I'm using Python's optparse to do what it does best, but I can't figure out how to make the option callback trigger on the default argument value if no other is specified via command-line; is this even possible? This would make my code much cleaner.
I can't use argparse unfortunately, as the platform I'm running on has an outdated Python version.
Edit: To provide more detail, I'm adding an option with a callback and a default value
parser.add_option(
"-f",
"--format",
type = "string",
action = "callback",
callback = format_callback,
default = "a,b,c,d")
The callback function is defined as follows:
def format_callback(option, opt, value, parser):
# some processing
parser.values.V = processed_value
Basically I'm processing the "--format"
value and putting the result into the parser. This works fine, when "--format"

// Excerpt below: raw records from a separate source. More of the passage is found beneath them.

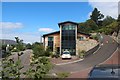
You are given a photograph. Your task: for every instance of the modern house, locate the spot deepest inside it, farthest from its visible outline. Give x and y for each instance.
(65, 39)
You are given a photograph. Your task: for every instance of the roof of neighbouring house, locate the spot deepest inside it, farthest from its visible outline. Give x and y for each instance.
(51, 33)
(84, 33)
(67, 22)
(56, 32)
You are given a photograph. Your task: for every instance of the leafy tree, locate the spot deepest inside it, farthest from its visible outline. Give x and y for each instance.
(11, 69)
(118, 19)
(43, 67)
(88, 26)
(108, 20)
(19, 45)
(48, 52)
(96, 15)
(29, 46)
(38, 50)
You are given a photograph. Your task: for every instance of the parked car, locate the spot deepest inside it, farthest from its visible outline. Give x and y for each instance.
(66, 55)
(105, 72)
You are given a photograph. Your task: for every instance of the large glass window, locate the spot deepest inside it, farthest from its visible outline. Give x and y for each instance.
(68, 38)
(50, 43)
(50, 38)
(68, 27)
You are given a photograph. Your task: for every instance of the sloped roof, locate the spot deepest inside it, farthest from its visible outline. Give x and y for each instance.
(67, 22)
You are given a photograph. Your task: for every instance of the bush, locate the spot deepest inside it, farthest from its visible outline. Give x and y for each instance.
(81, 53)
(63, 74)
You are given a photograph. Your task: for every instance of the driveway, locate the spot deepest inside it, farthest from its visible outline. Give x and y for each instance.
(107, 49)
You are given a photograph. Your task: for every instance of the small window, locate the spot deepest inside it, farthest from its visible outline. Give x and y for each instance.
(81, 38)
(50, 38)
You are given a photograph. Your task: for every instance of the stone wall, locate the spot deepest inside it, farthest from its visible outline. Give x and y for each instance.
(86, 44)
(119, 37)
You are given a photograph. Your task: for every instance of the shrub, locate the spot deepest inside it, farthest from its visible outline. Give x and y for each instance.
(81, 53)
(63, 74)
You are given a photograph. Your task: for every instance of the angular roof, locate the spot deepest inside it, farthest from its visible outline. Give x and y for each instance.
(59, 32)
(51, 33)
(67, 22)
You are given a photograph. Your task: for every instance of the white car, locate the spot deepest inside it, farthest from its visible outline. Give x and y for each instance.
(66, 55)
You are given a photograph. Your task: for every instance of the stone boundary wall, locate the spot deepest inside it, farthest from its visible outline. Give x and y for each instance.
(91, 51)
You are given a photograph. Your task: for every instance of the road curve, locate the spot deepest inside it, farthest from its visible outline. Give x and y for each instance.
(108, 48)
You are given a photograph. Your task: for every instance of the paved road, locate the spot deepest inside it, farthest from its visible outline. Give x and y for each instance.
(101, 55)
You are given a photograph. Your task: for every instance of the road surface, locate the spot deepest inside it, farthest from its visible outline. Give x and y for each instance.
(107, 49)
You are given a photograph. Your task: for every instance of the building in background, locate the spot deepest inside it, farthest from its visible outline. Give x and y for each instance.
(65, 39)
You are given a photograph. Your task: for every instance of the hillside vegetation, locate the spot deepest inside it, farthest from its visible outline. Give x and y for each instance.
(99, 23)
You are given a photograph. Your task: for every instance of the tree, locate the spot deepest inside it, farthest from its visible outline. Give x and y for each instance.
(96, 15)
(38, 50)
(108, 20)
(19, 45)
(88, 26)
(43, 67)
(11, 69)
(28, 46)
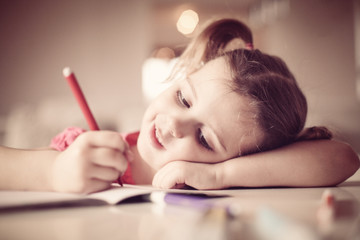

is specified directly via command-line, but I'd like the callback to be triggered on the default "a,b,c,d"
value as well.
It is simply not possible.
The optparse.OptionParser
implementation of parse_args
starts with:
def parse_args(self, args=None, values=None):
"""
parse_args(args : [string] = sys.argv[1:],
values : Values = None)
-> (values : Values, args : [string])
Parse the command-line options found in 'args' (default:
sys.argv[1:]). Any errors result in a call to 'error()', which
by default prints the usage message to stderr and calls
sys.exit() with an error message. On success returns a pair
(values, args) where 'values' is an Values instance (with all
your option values) and 'args' is the list of arguments left
over after parsing options.
"""
rargs = self._get_args(args)
if values is None:
values = self.get_default_values()
Default values are set before processing any arguments. Actual values then overwrite defaults as options are parsed; the option callbacks are called when a corresponding argument is found.
So callbacks simply cannot be invoked for defaults. The design of the optparse
module makes this very hard to change.